Interesting, but not new. I had difficulty in the past when I was trying to get
VC to generate optimized assembly output for a particular function. I would
write the function and call it from main() with a constant. The result? It would
generate a move with the evaluated result.

This doesn't happen often in large projects because the function will be in
another file, but the same principle applys for the template metaprogramming.

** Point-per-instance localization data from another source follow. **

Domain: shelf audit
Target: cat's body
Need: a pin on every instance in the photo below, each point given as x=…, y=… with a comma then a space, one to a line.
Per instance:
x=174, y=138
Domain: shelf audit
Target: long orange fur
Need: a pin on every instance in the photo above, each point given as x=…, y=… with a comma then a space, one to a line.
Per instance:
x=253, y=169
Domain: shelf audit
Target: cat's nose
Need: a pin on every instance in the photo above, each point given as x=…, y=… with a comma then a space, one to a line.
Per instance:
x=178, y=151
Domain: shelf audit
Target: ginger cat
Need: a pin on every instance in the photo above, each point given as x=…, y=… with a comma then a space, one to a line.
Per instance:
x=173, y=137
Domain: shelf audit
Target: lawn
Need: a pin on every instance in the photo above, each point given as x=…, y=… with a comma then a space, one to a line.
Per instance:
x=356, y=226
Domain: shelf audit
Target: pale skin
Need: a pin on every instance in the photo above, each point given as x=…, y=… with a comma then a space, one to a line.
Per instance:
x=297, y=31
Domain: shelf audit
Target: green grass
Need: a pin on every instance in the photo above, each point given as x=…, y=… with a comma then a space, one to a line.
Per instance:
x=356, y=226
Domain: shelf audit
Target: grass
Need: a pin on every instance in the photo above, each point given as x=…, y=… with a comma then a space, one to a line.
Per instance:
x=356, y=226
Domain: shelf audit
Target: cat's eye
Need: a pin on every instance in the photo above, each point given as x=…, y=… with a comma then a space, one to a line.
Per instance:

As for templates themselves, they have adaquate performance (better in some
cases), but I have yet to see an implementation that yields a GOOD tradeoff
between size and speed. For example, take the qsort C runtime function:

void qsort(void *base, size_t num, size_t width, int (*fncompare)(const
void *, const void *));

Can be expressed with a template as follows:

template <class T>
void qsort(T *base, size_t num);

We cut out two parameters implicit to the type -- width and fncompare. There are
two possible ways to generate code for our templated qsort function. Either the
compiler can generate the code the way the C runtime does (pass the length of
the type and comparison function as parameters), or it can generate a unique
instance for each and every type. The former choice will result in lots of code
if you call qsort with a large number of different types. The latter results in
slower code.

One other interesting problem comes into the performance vs. size tradeoff.
Small code caches more easily. Doesn't necessarily mean that a single instance
of a polymorphic routine is always preferable, but if the templates are always
expanded, you can end up losing performance and bloating your code.

Now, what I have found when I have used templates is that they work great when
you have low complexity. When you start building templates on top of templates
with nested templates (like STL), you start running into code bloat and hidden
compiler bugs. This is my experience, at least; your mileage my vary.